In 2025, we ran a Summer ERA:AI Research Fellowship, hosted 30+ speakers & workshops over the 8 weeks, ran a Technical AI Governance Forum, and co-organised the 2025 Vegas AI Security Forum. You can see some of our past research here. Over the past 5 years, we have supported over 120 early-career researchers from 10+ countries through our research fellowship and conferences, leading to high counterfactual impact on their careers. We provide our fellows with mentorship from organisations such as UK AISI, CAISI, RAND, GovAI, Google Deepmind etc., and our alumni have gone on to lead work at impactful institutions in this space. 

The Cambridge Biosecurity Hub (CBH) is a team of researchers investigating and raising awareness of the risks associated with rapidly developing biotechnologies. We help people learn more about biosecurity and impactful career pathways into AIxBio, while building a supportive community for those working to reduce pandemic risk.

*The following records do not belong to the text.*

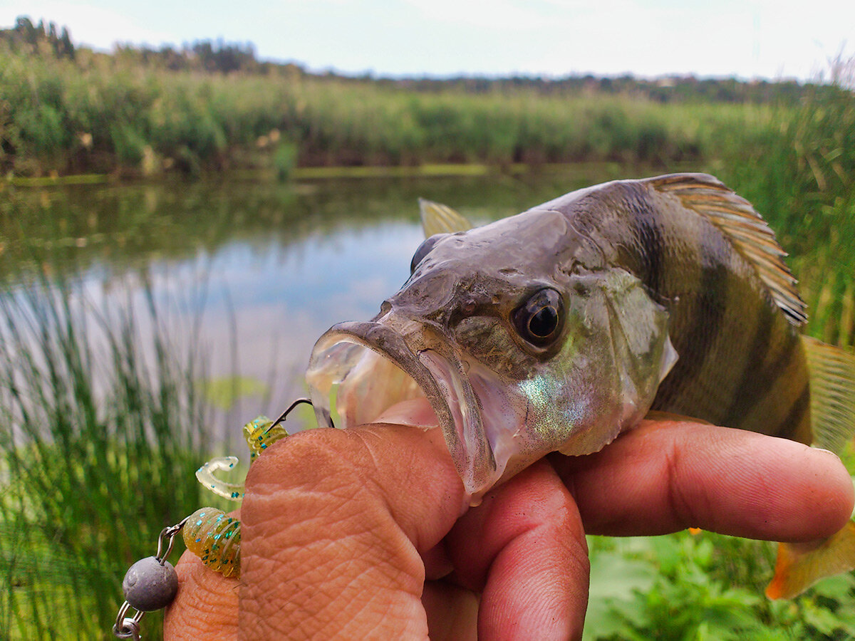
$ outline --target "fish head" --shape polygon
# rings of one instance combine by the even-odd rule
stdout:
[[[473,503],[545,454],[634,424],[675,360],[667,313],[556,211],[431,237],[370,320],[331,327],[307,380],[321,424],[424,396]]]

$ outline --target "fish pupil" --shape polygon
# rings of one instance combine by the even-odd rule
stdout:
[[[546,347],[561,333],[564,306],[561,294],[545,288],[530,296],[514,312],[512,320],[523,338],[538,347]]]
[[[549,337],[558,326],[558,310],[554,307],[541,307],[528,321],[528,331],[539,338]]]

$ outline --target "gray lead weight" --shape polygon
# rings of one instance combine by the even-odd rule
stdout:
[[[166,608],[178,591],[178,574],[168,561],[161,565],[154,556],[132,565],[121,582],[125,600],[140,612]]]

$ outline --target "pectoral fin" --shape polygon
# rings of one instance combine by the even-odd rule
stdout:
[[[770,599],[789,599],[828,576],[855,569],[855,522],[828,538],[778,544],[775,577],[766,588]]]

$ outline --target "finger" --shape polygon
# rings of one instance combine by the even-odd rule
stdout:
[[[540,462],[489,492],[446,538],[457,578],[483,590],[479,638],[578,638],[587,604],[587,544],[561,479]]]
[[[238,579],[213,572],[190,551],[181,555],[175,571],[178,594],[163,620],[163,638],[236,639]]]
[[[838,531],[852,510],[852,480],[836,456],[742,430],[643,421],[597,454],[550,460],[588,533],[694,526],[807,541]]]
[[[253,464],[241,509],[240,626],[251,638],[425,638],[420,551],[460,513],[441,434],[312,430]]]

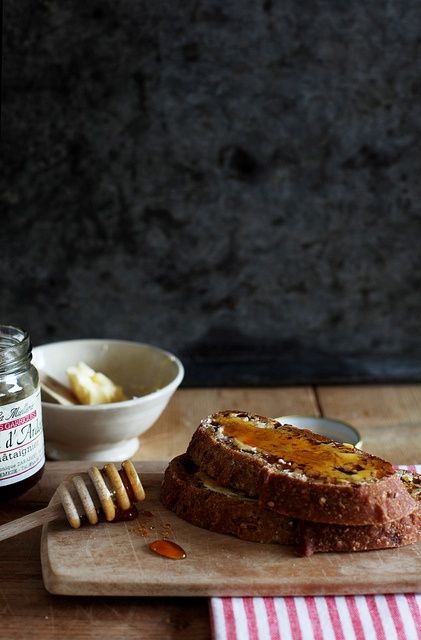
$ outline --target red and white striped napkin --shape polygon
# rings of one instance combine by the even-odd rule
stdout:
[[[421,594],[213,597],[210,617],[213,640],[421,640]]]

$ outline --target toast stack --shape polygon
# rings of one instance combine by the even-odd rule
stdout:
[[[204,419],[168,465],[161,501],[179,517],[299,555],[421,540],[421,477],[352,445],[242,411]]]

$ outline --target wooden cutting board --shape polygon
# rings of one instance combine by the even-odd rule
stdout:
[[[66,595],[326,595],[421,591],[421,544],[298,558],[290,547],[243,542],[194,527],[158,499],[161,472],[143,472],[146,500],[136,520],[70,529],[45,525],[45,587]],[[54,498],[53,498],[54,499]],[[186,552],[169,560],[149,543],[169,538]]]

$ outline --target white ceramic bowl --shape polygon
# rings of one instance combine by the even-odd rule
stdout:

CBH has run a number of projects, including 'Biosecurity Fundamentals' reading groups, an 8-week speaker series, and biosecurity research sprints.

Our largest event to date was the inaugural Cambridge Pandemic Prevention Symposium on October 7, 2024, which brought together over 100 attendees, including experts, academics, and industry professionals from across the UK, for discussions spanning key areas in pandemic policy and technical interventions.